Basra, Iraq's second largest city, was put under British control after the 2003 U.S.-led invasion until security responsibility was handed over to Iraqi authorities in December. Britain retains a military base at the airport.

"We have a dispute with the British forces in Basra but that doesn't mean we have a dispute with the British people," Athari told reporters.

Basra has been at the centre of tensions between Sadr's powerful Mehdi Army militia and supporters of Shi'ite rival, the Supreme Islamic Iraqi Council, as both seek to gain control of the mainly Shi'ite south and its oil wealth.

Last August Sadr, who led two uprisings against U.S. forces in 2004, ordered his followers to observe a six-month ceasefire to allow his splintered organization to regroup. The truce is credited with helping improve security across Iraq.

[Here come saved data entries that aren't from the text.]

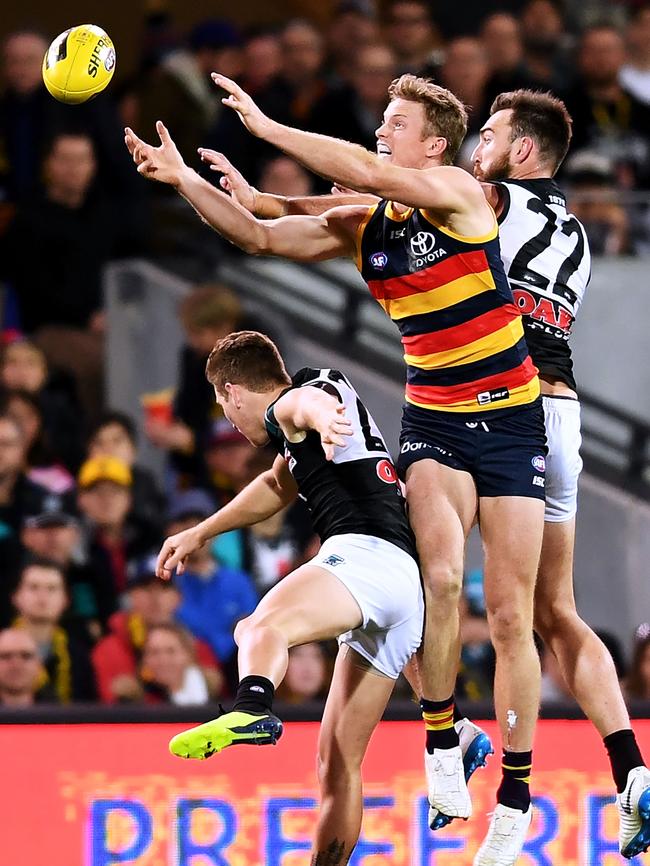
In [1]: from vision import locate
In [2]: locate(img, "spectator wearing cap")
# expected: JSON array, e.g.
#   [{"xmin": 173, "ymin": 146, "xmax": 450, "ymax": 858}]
[
  {"xmin": 11, "ymin": 558, "xmax": 96, "ymax": 702},
  {"xmin": 140, "ymin": 623, "xmax": 212, "ymax": 705},
  {"xmin": 91, "ymin": 554, "xmax": 222, "ymax": 703},
  {"xmin": 87, "ymin": 411, "xmax": 165, "ymax": 536},
  {"xmin": 0, "ymin": 627, "xmax": 41, "ymax": 707},
  {"xmin": 164, "ymin": 489, "xmax": 258, "ymax": 691},
  {"xmin": 77, "ymin": 456, "xmax": 160, "ymax": 619},
  {"xmin": 20, "ymin": 507, "xmax": 108, "ymax": 642},
  {"xmin": 135, "ymin": 18, "xmax": 243, "ymax": 175},
  {"xmin": 204, "ymin": 418, "xmax": 255, "ymax": 506}
]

The cleric has come under pressure from some within his movement not to renew the freeze because the U.S. military is actively pursuing what it calls "rogue" Mehdi Army members.

Washington has accused Iran of supplying weapons and training for Shi'ite militias in Iraq, including sophisticated bombs used to kill U.S. troops. Tehran denies the accusations.

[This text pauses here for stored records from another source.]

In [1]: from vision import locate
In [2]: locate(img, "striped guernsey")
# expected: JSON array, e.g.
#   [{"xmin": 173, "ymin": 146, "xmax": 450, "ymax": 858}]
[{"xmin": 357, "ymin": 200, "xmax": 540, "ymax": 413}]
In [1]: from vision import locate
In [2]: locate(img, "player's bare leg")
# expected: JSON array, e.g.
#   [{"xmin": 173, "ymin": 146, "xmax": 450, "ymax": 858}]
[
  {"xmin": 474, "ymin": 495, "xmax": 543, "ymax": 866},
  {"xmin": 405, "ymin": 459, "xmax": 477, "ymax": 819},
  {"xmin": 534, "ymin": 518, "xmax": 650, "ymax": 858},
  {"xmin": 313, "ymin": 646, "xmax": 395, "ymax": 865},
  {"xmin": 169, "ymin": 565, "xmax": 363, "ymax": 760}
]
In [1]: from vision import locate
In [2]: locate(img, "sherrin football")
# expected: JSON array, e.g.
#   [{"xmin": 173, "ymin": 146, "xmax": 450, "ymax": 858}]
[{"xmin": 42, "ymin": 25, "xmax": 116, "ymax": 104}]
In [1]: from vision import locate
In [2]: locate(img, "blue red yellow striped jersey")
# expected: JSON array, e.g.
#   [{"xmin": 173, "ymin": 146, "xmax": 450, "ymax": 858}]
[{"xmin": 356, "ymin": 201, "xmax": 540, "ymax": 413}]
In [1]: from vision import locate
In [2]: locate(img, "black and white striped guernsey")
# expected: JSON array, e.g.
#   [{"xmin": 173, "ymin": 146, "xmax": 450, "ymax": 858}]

The CBS journalists are the latest members of the media to have been caught in the violence that has engulfed the country since the 2003 U.S.-led invasion.

On Tuesday, the body of a local journalist was found in central Baghdad two days after being kidnapped, Iraq's Journalistic Freedoms Observatory said in a statement.

In August 2005, Steve Vincent, a freelance U.S. journalist was found shot dead in Basra four days after he wrote an opinion piece in the New York Times criticizing the spread of Shi'ite Islamist fundamentalism in the city.

The Committee to Protect Journalists in a recent report called the Iraq war "the deadliest conflict for journalists in recent history," with 125 journalists and 49 support workers killed since the March 2003 U.S.-led invasion.